Not exactly, but the talk page of https://www.mediawiki.org/wiki/Reading/Web/Projects/Edit_based_trending_service is the best place to ask questions that I can fold into the article.

@JMinor @kaldari I'm ready to run another round of the study, but I've been waiting for budget confirmation before I spend any more $. Should have the answer tomorrow hopefully, in which case I can start the study again on Monday. Is the trending API in a stable place right now?

@Capt_Swing no work is being done right now… just to be sure:

@Jdlrobson can you make sure nothing is changed deployed during the upcoming study?

kaldari removed a subscriber: kaldari.Jul 14 2017, 5:33 PM

Of course, but you'll need to be more specific on what you are testing on (trending.wmflabs.org or the api endpoint?) Also I'd need to know concretely what dates would you be looking at, so I can ensure no changes go out during that time.

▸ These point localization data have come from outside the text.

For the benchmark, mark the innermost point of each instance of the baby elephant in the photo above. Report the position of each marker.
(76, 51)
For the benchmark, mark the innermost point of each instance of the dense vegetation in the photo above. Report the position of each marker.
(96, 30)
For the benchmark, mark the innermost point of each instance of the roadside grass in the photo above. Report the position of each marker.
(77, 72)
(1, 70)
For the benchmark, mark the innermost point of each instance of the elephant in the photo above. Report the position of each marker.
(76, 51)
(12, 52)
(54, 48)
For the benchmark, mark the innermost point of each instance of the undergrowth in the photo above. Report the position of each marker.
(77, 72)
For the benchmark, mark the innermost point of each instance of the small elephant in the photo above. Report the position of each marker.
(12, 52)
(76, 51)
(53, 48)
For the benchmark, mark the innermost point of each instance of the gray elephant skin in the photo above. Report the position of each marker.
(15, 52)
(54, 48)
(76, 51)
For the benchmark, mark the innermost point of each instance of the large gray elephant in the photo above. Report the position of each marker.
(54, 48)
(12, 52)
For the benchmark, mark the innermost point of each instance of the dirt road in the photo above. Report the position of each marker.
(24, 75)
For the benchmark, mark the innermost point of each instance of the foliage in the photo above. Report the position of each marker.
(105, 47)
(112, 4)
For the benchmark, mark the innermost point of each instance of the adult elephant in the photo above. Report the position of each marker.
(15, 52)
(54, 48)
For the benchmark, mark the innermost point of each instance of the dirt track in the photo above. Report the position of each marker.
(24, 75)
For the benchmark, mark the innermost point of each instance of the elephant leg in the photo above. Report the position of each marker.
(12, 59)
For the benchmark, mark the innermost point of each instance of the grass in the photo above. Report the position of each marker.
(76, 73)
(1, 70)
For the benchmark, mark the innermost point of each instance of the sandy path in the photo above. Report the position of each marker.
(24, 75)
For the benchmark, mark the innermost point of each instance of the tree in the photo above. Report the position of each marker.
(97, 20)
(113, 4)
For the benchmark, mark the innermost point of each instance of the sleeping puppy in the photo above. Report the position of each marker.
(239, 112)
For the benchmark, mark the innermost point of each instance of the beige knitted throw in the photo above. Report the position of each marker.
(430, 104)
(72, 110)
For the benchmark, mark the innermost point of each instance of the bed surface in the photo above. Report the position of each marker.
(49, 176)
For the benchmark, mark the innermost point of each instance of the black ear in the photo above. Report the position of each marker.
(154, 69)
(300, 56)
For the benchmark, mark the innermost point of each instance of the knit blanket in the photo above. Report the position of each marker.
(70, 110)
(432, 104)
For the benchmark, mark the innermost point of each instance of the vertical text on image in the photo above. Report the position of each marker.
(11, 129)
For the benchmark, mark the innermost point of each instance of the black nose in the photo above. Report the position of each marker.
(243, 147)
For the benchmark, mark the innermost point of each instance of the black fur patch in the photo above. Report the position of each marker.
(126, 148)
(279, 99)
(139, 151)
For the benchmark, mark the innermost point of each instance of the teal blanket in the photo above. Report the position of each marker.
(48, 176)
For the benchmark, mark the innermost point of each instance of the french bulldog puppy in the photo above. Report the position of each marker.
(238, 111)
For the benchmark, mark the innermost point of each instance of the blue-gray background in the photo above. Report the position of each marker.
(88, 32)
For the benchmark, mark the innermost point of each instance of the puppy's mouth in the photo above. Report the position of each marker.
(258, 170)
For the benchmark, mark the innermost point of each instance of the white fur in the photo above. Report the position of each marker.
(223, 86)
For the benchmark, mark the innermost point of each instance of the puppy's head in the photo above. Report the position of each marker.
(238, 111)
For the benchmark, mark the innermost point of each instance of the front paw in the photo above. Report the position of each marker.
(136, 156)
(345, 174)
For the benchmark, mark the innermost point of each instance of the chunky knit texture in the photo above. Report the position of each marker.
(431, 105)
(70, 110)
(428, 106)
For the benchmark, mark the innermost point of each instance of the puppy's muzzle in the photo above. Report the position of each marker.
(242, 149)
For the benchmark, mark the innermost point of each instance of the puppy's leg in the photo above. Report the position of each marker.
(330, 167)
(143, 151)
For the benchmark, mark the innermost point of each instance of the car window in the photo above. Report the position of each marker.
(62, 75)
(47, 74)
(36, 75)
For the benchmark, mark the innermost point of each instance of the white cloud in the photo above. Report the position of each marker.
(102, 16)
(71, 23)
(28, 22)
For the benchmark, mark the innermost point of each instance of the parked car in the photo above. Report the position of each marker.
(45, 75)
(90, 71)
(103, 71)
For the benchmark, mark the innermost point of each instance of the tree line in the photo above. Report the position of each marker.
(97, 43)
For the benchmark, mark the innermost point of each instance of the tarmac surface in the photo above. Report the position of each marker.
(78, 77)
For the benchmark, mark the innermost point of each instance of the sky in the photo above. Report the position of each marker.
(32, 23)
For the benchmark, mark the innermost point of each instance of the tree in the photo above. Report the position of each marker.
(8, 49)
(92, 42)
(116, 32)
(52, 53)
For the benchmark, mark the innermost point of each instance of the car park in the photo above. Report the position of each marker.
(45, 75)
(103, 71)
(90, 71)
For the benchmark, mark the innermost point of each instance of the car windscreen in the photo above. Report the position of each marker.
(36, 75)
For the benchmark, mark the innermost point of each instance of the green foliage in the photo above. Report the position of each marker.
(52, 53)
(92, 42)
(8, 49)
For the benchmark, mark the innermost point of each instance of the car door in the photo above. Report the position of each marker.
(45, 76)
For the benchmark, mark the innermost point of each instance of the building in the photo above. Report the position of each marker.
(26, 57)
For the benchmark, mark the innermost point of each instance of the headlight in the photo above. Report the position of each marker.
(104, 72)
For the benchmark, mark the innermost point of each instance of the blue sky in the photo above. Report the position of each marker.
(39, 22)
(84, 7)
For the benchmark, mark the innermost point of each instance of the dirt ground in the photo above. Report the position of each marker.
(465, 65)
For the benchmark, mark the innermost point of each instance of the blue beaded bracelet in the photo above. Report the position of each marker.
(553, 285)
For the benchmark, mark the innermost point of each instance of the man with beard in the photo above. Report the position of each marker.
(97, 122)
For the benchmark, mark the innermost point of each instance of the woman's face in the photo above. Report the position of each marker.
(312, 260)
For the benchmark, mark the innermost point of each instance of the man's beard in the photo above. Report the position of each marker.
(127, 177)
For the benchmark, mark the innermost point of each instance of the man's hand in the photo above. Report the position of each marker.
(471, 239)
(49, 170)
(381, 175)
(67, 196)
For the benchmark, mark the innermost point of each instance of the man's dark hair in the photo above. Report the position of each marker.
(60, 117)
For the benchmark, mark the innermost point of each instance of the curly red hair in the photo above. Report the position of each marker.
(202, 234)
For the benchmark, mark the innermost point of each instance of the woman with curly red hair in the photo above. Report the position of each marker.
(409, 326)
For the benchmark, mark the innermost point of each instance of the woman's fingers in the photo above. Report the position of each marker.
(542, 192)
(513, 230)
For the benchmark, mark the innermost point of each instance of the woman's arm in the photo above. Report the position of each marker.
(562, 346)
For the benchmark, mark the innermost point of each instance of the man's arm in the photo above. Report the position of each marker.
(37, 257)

I can of course hold off any changes during that time. I have been hoping to filter out protected pages and would like to do a patch before any test but it depends on the timeline.

Capt_Swing moved this task from Staged to In Progress on the Research board.Jul 17 2017, 9:22 PM

Sounds good @Jdlrobson. Running the first batch tomorrow AM.

ggellerman moved this task from In Progress to Radar on the Design-Research board.Jul 21 2017, 9:39 PM

Study complete!

Capt_Swing closed this task as Resolved.Aug 7 2017, 9:01 PM